C'est donc sur ordre que Sakharov partira pour le site secret d'Arzamas. « J'avais l'impression d'être un soldat de cette guerre scientifique », écrira-t-il, convaincu néanmoins « qu'il était nécessaire pour l'équilibre des forces de mettre au point l'arme suprême soviétique ». Grâce à lui, l'URSS entre en 1953 dans l'ère thermonucléaire. Il n'a que 32 ans lorsqu'il est nommé académicien. Trois ans plus tard, il met au point une bombe à hydrogène d'une puissance illimitée. Son essai, en janvier 1955, se soldera par deux morts, dont une fillette. Sakharov commence à douter, craignant « de voir cette force que nous avons libérée échapper à notre contrôle ».

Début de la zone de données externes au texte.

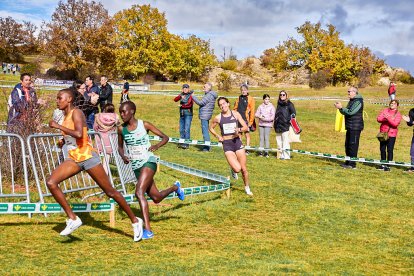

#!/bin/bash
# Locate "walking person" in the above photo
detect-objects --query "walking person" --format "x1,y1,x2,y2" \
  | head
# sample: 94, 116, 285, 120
46, 89, 143, 241
174, 84, 194, 149
192, 82, 217, 152
334, 86, 364, 169
99, 75, 113, 112
273, 90, 296, 160
93, 103, 119, 173
210, 97, 253, 196
388, 81, 397, 100
377, 100, 401, 172
120, 78, 130, 103
402, 108, 414, 173
83, 76, 99, 129
118, 101, 185, 240
255, 94, 276, 157
233, 84, 255, 155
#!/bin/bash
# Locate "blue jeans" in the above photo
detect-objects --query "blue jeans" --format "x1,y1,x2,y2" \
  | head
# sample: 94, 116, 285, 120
86, 112, 95, 129
201, 119, 210, 150
180, 115, 193, 144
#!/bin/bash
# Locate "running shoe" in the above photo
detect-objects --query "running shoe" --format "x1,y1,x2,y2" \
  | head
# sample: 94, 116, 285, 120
132, 217, 143, 241
142, 229, 154, 240
60, 216, 82, 236
244, 186, 253, 196
230, 168, 239, 180
174, 181, 185, 200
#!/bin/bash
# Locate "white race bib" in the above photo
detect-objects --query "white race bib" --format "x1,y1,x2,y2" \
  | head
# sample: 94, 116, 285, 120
128, 145, 148, 160
223, 123, 237, 135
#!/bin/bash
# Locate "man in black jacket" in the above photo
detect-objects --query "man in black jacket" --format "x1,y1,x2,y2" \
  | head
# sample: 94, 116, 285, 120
334, 87, 364, 169
99, 76, 113, 112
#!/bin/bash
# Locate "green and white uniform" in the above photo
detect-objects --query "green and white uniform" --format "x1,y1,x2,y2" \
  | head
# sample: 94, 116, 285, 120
122, 120, 159, 171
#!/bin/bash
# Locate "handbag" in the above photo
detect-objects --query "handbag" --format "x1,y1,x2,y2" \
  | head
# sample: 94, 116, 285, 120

Ses ennuis commencent lorsque ce partisan d'un arrêt des essais nucléaires s'oppose sans succès à Khrouchtchev à propos du test d'une bombe 50 000 fois plus puissante que celle d'Hiroshima. L'essai a lieu. Suivi par d'autres, à ses yeux non motivés par la recherche. Sakharov a 40 ans. Il a déjà été décoré trois fois du titre de héros soviétique. En 1963, il obtient que soit signé le traité de Moscou, interdisant les essais nucléaires. Mais le climat politique se durcit. Khrouchtchev est évincé du pouvoir. Leonid Brejnev le remplace en 1964. L'étau se resserre avec l'arrestation d'intellectuels dissidents. Sakharov ne veut plus rester passif. Bien que tenu au secret, il dit haut et fort ce qu'il pense. A l'étranger, il publie « Réflexion sur le progrès, la coexistence pacifique et la liberté intellectuelle ». Le texte est diffusé clandestinement en URSS. C'en est trop pour les dirigeants du Parti ! En 1972, après avoir reçu chez lui des journalistes étrangers, Sakharov est assigné à résidence à Gorki avec sa nouvelle épouse, Elena Bonner. Trois ans plus tard, c'est elle qui ira recevoir le prix Nobel de la paix décerné à son mari, interdit de quitter le pays. Durant ses sept années d'exil, Sakharov écrit ses Mémoires, plusieurs fois dérobées par le KGB. Il fait trois grèves de la faim, est interné et alimenté de force dans un hôpital psychiatrique. C'est un homme usé qui revient en 1986 à Moscou. Elu en 1988 au congrès des députés du peuple, Sakharov ne cessera d'y dénoncer la corruption des élites, l'injustice, les ravages de la guerre en Afghanistan. Il poursuivra ce combat jusqu'à sa mort... Trois ans seulement après la fin de son exil.